Diese wahrnehmbaren Verschiebungen nach links sind zwar in ihrem Umfang begrenzt und bisher nur zaghaft und verdeckt, aber sie sind hoffnungsvolle Vorzeichen eines dringend notwendigen zukünftigen Prozesses der revolutionären Umgruppierung. Wenn sie verallgemeinert und offen anerkannt werden, könnten sie die Möglichkeit ankündigen, dass Elemente der Kader der verschiedenen zersplitterten Komponenten der amerikanischen “radikalen Linken” eines Tages in der Lage sein könnten, zusammenzuarbeiten, um die Grundlage für die Gründung einer revolutionären Arbeiterpartei zu schaffen, die in der Lage ist, als ernsthafter Faktor auf der nationalen Bühne aufzutreten. Eine solche Partei wäre der natürliche Organisator des gerechten Zorns und der Bereitschaft zum Kampf, die kürzlich von Millionen antirassistischer Demonstranten in ganz Amerika gezeigt wurden. Ihre Ausweitung auf die Gewerkschaftsbewegung würde einen organischen Konflikt mit der pro-Demokratischen, pro-imperialistischen Politik der bestehenden bürokratischen Fehlführungen über die zukünftige Richtung der Arbeiterbewegung in den USA erzeugen.

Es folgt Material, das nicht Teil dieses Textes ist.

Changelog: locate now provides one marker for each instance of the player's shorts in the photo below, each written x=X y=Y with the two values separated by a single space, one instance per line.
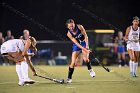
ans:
x=6 y=48
x=134 y=48
x=76 y=48
x=120 y=49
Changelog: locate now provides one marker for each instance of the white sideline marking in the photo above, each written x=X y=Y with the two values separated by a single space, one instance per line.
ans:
x=99 y=80
x=70 y=87
x=3 y=83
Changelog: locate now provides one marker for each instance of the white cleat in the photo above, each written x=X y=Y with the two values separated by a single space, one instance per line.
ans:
x=69 y=80
x=20 y=83
x=92 y=73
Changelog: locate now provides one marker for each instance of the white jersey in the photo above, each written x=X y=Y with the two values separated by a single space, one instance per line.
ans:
x=13 y=45
x=133 y=35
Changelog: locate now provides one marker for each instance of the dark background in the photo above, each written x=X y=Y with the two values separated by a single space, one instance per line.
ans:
x=53 y=14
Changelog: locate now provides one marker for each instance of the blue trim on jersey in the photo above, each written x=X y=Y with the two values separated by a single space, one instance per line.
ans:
x=76 y=48
x=120 y=49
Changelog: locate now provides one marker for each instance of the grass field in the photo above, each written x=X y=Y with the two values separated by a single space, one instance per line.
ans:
x=118 y=81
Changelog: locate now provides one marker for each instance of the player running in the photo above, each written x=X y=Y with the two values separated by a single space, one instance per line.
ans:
x=119 y=40
x=78 y=36
x=133 y=46
x=16 y=50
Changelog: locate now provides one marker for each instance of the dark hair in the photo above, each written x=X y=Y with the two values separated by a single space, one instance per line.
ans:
x=136 y=18
x=69 y=21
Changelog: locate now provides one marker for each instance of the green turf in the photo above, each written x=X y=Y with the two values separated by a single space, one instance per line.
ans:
x=116 y=82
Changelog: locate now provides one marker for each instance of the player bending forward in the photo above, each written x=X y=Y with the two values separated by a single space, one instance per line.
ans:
x=78 y=35
x=16 y=50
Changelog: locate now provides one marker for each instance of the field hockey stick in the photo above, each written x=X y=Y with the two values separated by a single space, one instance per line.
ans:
x=129 y=41
x=61 y=81
x=97 y=60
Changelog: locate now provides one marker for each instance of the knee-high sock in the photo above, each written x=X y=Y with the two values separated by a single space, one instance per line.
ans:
x=19 y=73
x=119 y=61
x=135 y=67
x=24 y=70
x=131 y=65
x=88 y=65
x=71 y=70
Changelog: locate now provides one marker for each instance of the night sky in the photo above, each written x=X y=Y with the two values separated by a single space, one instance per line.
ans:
x=53 y=14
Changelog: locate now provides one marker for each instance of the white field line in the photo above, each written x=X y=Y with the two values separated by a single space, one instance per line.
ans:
x=3 y=83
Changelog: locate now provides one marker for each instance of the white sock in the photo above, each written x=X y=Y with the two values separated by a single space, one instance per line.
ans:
x=24 y=70
x=131 y=66
x=19 y=73
x=136 y=66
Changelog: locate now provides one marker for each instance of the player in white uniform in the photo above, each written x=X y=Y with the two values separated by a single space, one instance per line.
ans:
x=133 y=46
x=16 y=50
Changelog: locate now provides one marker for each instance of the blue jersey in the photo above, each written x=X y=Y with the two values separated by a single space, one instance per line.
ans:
x=79 y=37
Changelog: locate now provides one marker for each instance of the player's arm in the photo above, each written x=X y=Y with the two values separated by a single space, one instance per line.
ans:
x=126 y=34
x=30 y=65
x=83 y=31
x=75 y=41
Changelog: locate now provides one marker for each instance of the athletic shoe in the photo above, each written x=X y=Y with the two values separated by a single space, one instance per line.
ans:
x=29 y=81
x=92 y=73
x=69 y=80
x=21 y=83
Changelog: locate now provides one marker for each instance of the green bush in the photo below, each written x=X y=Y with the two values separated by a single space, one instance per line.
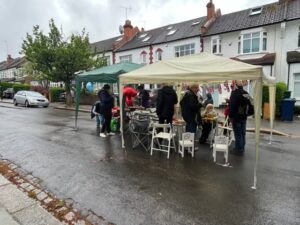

Eine klassenbewusste Arbeiterführung würde versuchen, offensiv die Unorganisierten gewerkschaftlich zu organisieren und für die Sicherung von angemessenen Arbeitsplätzen und Löhnen für die zig Millionen Arbeiter zu kämpfen, die vor kurzem ihre Arbeit verloren haben, und für die zig Millionen, die noch folgen werden. Eine solche Führung würde sich auch mit breiteren politischen Fragen befassen – gegen die Präsenz des imperialistischen US-Militärs im Ausland und für eine gewaltige Ausweitung wohlfahrtsstaatlicher Dienste im eigenen Land, einschließlich einer allgemein verfügbaren medizinischen Versorgung, kostenloser Kinderbetreuung, kostenloser Studiengebühren und eines massiven Wohnungsbauprogramms zur Beseitigung der Geißel der Obdachlosigkeit.
Es ist sowohl notwendig als auch möglich, eine revolutionäre Massenpartei der Arbeiter zu schaffen. Obwohl dies auch ein immenses und schwieriges Unterfangen ist, gibt es keine andere Wahl, als dort anzufangen, wo wir stehen. Ein solches Unterfangen erfordert vor allem das Studium der Erfolge und des Scheiterns der Generationen von Revolutionären, die uns vorausgegangen sind. Wir von der Bolschewistischen Tendenz sehen keinen Sinn darin, zu versuchen, das Rad neu zu erfinden. Unserer Ansicht nach sind die wesentlichen Lehren, die man braucht, um ein Instrument zu schaffen, das in der Lage ist, die Menschheit von der kapitalistischen Tyrannei zu befreien, in der Erfahrung der Russischen Revolution vom Oktober 1917 unter der Führung von Wladimir Lenin zu finden, und in Leo Trotzkis anschließenden Kampf, das internationalistische Programm der ersten vier Kongresse der Kommunistischen Internationale aufrechtzuerhalten und weiterzuentwickeln.